Luzhin’s voice comes on immediately. ‘Stand down, Agent—the kidnappers could be here.’
‘With all due respect, sir, your boy Blake says they’re not.’
There’s a pause. ‘Then get out there,’ Luzhin says finally. ‘Everyone else, eyes on the Camry. The suspect may be inside.’
The kidnapper is still talking to Hall. ‘Keep walking towards the dental clinic up the other end of the lot. There’s a white Toyota Camry parked on the end of the row. It’s unlocked.’
‘He’s releasing Cameron,’ Thistle says.
‘That doesn’t make sense,’ I say. ‘He’s not here to collect the ransom.’
The elevator doors open again. Thistle and I run out, past the reception desk, headed for the fading daylight.
We reach the door. Thistle says, ‘You stay here.’
Not likely. I follow her out.
Ahead of us, Annette Hall has nearly reached the Camry. Her eyes widen as she sees the boy in the back seat. She starts running. Thistle and I sprint towards the car from the other side.
We all reach it at the same moment.
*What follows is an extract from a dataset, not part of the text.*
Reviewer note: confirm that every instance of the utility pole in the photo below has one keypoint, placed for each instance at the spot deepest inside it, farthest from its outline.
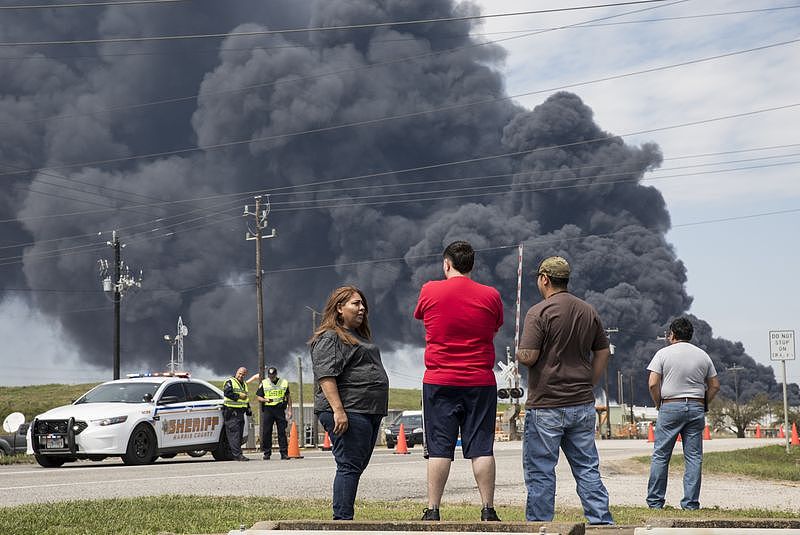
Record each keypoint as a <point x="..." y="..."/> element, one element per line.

Hall pulls open the rear door.
A shop-window mannequin tumbles out. One plastic arm gets caught in the frame on the way, and it spins like a ballerina before hitting the ground with an ugly crack. The blond wig slithers off.
‘No!’ Hall cries.
Thistle says, ‘Fuck.’ She holds up the radio again. ‘That’s a negative on contact. We don’t have Cameron. Repeat, we do not have Cameron.’
There’s a stab mark in the dummy’s abdomen. The cheap T-shirt it wears has been torn, and the plastic split. Blood surrounds the fake wound.
Real blood. I can smell it.
The kidnapper resumes talking. ‘You shouldn’t have called the cops, Ms Hall. I’m willing to give you another chance, but the discount has expired. You have now paid zero point five per cent of the total ransom. Think of it as a down payment on your son’s life.’
They want more money. That figures.
Hall is sobbing hysterically. Thistle leans in closer to the stab wound. ‘What’s that?’ she says.
‘As a gesture of good faith,’ the kidnapper continues, ‘I have returned zero point five percent of Cameron.’